[EDRM Editor’s Note: The opinions and positions are those of the author.]
I have asked Are Protective Orders Limiting Upload to AI of Documents Produced by an Opponent in Discovery Becoming the Standard of Care? (May 26, 2026).
Not always. Unicorn Rejects A.I. Protective/Confidentiality Order – Order Entered in Criminal Case (Jun. 4, 2026).
But the naysayers seem to be in the minority. For example, in Orechovesky v. BNY Administrative Svcs., LLC, 2026 WL 1725149 (S.D.N.Y. Jun. 15, 2026), the court wrote that:
The parties having agreed to the following terms of confidentiality, and the Court having found that good cause exists for issuance of an appropriately tailored confidentiality order governing the pre-trial phase of this action, it is therefore hereby ORDERED…
15. A receiving party shall not load, import, submit, or otherwise transfer Discovery Material to any Large Language Model (“LLM”) or Artificial Intelligence (“AI”) platform without agreement of the Parties. Should a receiving party want to load, import, submit, or otherwise transfer Discovery Material to any LLM or AI platform, such LLM or AI platform must meet the following security requirements:
a. Does not use, retain, or incorporate produced data to train, fine-tune, or otherwise improve any AI model or system;
b. Operates within a closed, private, limited, secure universe including enterprise versions of web-based systems;
c. Maintains appropriate data isolation at the organization, user, and workflow levels to prevent access to or commingling of data across users, matters, or organizations;
d. The technology provider for the platform must agree to maintain confidentiality, undergo regular third-party penetration testing and security audits, and the system must regularly purge data uploaded to the system based upon a known schedule or at the time of final disposition;
e. Employs industry-standard encryption and security protocols (such as AES-256 encryption at rest and TLS 1.2 or higher in transit), data confidentiality protections, and system reliability standards;
f. Maintains security certifications or controls consistent with industry standards for legal technology (such as SOC2 compliance and maintaining ISO / IEC 27001, 27017, 27018, 27701 certifications); and
g. Tracks all information in the system, including access.

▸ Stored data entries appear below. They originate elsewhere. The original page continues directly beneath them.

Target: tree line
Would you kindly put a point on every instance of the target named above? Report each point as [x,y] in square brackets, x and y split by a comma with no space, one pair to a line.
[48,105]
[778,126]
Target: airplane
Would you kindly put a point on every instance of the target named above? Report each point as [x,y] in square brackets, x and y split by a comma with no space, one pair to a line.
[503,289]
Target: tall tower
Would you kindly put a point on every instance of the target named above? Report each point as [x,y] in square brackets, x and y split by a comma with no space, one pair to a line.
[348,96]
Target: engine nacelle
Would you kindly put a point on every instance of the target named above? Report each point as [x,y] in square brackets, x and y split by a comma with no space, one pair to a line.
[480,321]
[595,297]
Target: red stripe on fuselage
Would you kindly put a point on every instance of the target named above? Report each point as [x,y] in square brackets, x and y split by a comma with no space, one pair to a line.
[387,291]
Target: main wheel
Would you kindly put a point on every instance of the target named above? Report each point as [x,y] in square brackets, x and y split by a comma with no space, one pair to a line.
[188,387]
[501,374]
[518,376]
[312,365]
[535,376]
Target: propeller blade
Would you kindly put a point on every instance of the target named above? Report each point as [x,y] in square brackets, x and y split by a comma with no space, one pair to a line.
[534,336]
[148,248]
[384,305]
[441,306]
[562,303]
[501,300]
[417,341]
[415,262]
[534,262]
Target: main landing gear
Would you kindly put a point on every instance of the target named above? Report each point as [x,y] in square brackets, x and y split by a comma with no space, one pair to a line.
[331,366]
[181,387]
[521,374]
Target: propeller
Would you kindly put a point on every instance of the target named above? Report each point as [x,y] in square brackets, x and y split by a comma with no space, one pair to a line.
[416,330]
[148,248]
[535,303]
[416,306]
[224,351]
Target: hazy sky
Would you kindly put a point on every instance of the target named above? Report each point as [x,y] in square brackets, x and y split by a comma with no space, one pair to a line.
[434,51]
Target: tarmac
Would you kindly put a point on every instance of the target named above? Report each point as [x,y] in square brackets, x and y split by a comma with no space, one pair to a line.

16. The Parties agree that Relativity’s aiR Platform and WestLaw’s CoCounsel are acceptable industry standard tools that may be used by all Parties as long as data produced by the producing party is not used to train AI systems or platforms and thereby do not require disclosure if there is intended use by the receiving party.
17. The Parties agree that Gemini for Google Workspace (Enterprise or Business editions), as integrated within Plaintiff’s counsel’s email and firm communication environment, is an acceptable industry-standard tool that may be used by all Parties as long as data produced by the producing party is not used to train AI systems or platforms and thereby do not require disclosure if there is intended use by the receiving party.

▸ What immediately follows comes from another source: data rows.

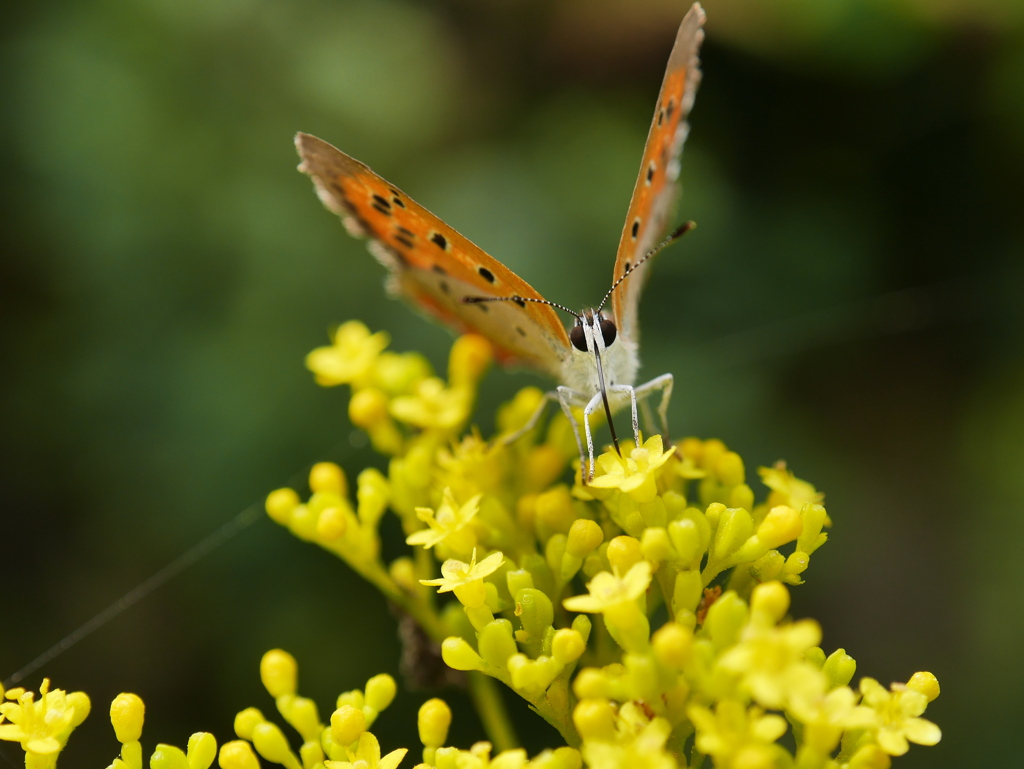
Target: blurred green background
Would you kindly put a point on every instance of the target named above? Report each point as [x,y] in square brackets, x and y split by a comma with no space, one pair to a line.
[851,302]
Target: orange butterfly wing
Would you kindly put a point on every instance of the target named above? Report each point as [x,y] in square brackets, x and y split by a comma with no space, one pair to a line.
[433,265]
[654,194]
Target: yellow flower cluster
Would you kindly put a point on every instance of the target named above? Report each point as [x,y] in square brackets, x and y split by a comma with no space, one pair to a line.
[664,536]
[644,614]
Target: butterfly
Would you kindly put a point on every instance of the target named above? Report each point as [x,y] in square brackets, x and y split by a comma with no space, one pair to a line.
[433,266]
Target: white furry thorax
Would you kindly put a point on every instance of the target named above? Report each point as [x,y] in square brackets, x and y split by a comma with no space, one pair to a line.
[619,360]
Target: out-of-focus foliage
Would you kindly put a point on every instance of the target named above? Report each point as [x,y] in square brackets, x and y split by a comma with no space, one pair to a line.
[854,287]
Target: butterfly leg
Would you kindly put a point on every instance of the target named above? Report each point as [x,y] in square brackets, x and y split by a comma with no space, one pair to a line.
[568,397]
[633,408]
[663,383]
[595,402]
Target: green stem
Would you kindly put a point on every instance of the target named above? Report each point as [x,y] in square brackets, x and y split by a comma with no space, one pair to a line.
[494,715]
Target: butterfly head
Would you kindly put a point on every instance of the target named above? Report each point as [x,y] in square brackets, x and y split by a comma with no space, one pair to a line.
[594,332]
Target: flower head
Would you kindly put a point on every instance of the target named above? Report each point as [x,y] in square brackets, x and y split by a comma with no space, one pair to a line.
[42,726]
[898,710]
[350,357]
[634,474]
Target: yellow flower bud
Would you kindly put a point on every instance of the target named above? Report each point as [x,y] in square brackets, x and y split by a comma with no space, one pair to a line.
[281,503]
[725,620]
[460,655]
[567,646]
[78,701]
[168,757]
[672,645]
[238,755]
[655,545]
[585,536]
[771,599]
[202,751]
[433,721]
[496,642]
[734,527]
[347,724]
[368,408]
[279,672]
[594,719]
[472,595]
[380,691]
[327,476]
[741,496]
[127,715]
[839,669]
[270,742]
[926,683]
[624,552]
[470,356]
[246,721]
[782,524]
[302,714]
[729,469]
[331,524]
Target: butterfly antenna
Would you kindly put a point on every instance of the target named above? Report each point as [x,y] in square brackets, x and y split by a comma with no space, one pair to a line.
[678,232]
[519,300]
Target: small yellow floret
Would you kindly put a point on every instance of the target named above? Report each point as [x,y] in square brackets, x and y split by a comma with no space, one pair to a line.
[238,755]
[672,644]
[246,721]
[624,553]
[380,691]
[279,672]
[469,358]
[926,683]
[584,538]
[594,719]
[347,723]
[281,503]
[368,408]
[327,476]
[202,751]
[567,646]
[270,742]
[433,721]
[770,599]
[127,715]
[350,357]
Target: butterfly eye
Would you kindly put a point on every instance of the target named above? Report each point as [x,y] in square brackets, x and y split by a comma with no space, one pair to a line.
[579,338]
[608,331]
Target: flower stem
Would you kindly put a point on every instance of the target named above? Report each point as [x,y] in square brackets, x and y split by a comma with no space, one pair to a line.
[493,713]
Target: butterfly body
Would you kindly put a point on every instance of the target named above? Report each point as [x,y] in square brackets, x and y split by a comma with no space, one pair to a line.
[442,272]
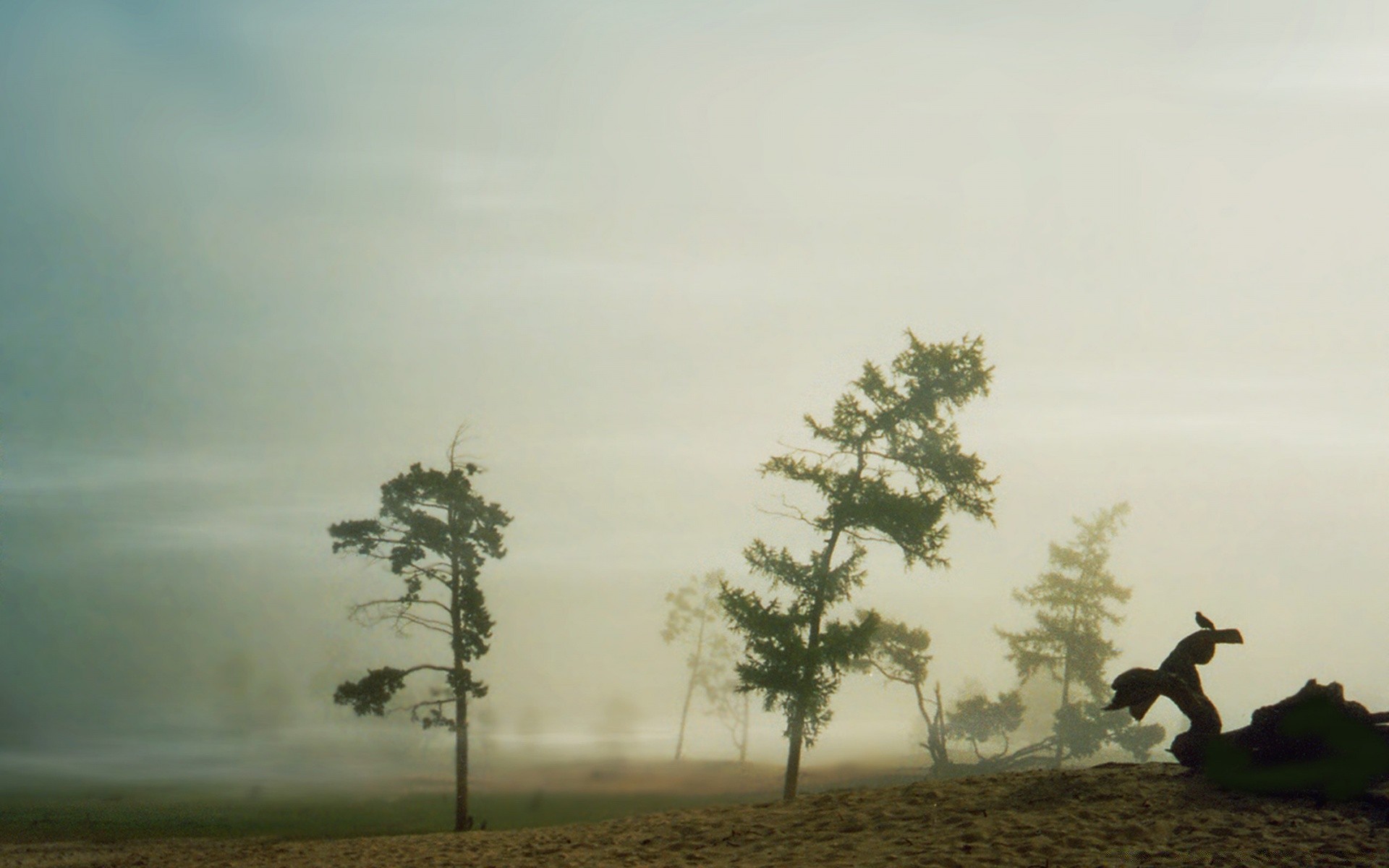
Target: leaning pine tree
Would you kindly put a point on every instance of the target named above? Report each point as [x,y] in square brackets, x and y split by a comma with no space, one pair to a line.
[889,469]
[434,531]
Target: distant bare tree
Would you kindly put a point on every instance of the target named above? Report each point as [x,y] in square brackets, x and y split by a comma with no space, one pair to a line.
[899,655]
[696,621]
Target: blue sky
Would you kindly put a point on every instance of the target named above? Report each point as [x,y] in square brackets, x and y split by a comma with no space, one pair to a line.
[260,258]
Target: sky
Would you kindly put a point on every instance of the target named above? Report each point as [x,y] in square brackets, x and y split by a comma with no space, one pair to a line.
[258,259]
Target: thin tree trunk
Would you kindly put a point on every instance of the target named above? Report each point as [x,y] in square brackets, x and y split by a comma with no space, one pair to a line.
[798,720]
[462,821]
[742,744]
[689,689]
[798,731]
[1066,685]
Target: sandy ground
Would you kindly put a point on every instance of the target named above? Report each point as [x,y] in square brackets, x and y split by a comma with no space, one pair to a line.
[1131,816]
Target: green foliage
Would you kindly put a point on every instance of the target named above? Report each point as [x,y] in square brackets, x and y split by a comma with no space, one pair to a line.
[980,720]
[696,621]
[899,653]
[1071,610]
[888,469]
[371,694]
[435,532]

18. To the extent a receiving party intends to use any other LLM or AI platform, the receiving party shall disclose the specific LLM or AI platform(s) it intends to use and verify its compliance with subsections 15(a) through (d) above. The producing party reserves the right to request additional information to confirm compliance with subsections 15(a)–(d). If the producing party has concerns regarding compliance with this provision, it may seek appropriate relief from the Court.
a. The platform and its use must otherwise comply with this Protective Order. Any LLM or AI models, AI inputs, and AI outputs developed using Confidential Material will be deemed Confidential Material and will not be used for any purpose other than prosecuting or defending this matter.

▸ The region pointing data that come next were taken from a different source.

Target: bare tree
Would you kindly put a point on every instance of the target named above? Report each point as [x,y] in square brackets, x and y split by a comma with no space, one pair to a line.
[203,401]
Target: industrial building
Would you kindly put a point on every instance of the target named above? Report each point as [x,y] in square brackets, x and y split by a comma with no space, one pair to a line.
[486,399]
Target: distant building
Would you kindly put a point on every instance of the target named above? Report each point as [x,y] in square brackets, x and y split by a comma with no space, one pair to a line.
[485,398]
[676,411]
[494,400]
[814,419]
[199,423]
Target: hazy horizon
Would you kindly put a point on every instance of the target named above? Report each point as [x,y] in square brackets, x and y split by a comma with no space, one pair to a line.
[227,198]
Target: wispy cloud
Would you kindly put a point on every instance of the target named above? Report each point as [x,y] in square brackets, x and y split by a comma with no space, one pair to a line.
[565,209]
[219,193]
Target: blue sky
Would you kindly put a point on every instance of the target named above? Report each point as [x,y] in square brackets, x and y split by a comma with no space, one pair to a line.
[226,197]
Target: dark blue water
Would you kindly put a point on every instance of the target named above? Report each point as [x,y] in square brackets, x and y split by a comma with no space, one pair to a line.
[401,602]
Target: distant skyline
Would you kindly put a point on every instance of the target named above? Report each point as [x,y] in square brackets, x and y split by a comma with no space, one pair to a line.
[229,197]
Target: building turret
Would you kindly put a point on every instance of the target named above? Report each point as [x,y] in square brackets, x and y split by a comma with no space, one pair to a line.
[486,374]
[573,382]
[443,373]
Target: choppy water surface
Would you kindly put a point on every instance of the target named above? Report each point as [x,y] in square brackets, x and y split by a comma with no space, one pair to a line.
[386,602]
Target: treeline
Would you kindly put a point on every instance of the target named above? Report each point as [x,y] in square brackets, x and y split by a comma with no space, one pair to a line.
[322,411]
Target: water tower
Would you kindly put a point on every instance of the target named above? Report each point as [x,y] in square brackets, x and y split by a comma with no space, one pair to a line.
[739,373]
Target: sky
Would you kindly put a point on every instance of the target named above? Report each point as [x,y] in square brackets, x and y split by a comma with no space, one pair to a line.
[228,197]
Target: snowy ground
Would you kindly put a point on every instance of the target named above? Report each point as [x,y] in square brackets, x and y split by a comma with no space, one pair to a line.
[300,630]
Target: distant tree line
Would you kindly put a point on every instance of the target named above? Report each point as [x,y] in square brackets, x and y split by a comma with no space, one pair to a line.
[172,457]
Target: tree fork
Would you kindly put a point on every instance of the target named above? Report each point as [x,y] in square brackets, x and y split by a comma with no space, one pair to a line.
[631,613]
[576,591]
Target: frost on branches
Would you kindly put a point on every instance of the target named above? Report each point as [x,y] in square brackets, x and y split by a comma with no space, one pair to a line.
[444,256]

To similar effect, in Pujas v. BDO USA, P.C., 2026 WL 1724307 (S.D.N.Y. Jun. 15, 2026), an stipulated order stated:
Absent the prior written consent of the producing Party or an order of the Court, no receiving Party shall upload, submit, disclose, quote, feed, or otherwise provide any Confidential Material to any artificial intelligence, machine learning, language model, generative text, or similar technology or service (collectively, “AI Tool”) unless that AI Tool:
(a) is an enterprise-grade platform that the receiving Party (or its counsel) has licensed;
(b) is subject to a binding written agreement that (1) requires the provider to keep all user-supplied data strictly confidential, and (2) expressly prohibits the provider from using such data for training, fine-tuning, product improvement, or any purpose other than providing the contracted-for services; and
(c) employs technical and organizational security measures reasonably designed to prevent any unauthorized access, disclosure, or use of Confidential Material. The obligations and restrictions of this paragraph apply even where the data or the Confidential Material has been anonymized.
These types of agreed orders are becoming common-place. See, e.g., Velez, v. OnePlus Technology (Shenzhen) Co., Ltd., 2026 WL 1734645, at *2-3 (S.D.N.Y. Jun. 16, 2026)(comprehensive agreement with inadvertent disclosure clause).
Assisted by GAI and LLM Technologies per EDRM’s GAI and LLM Policy.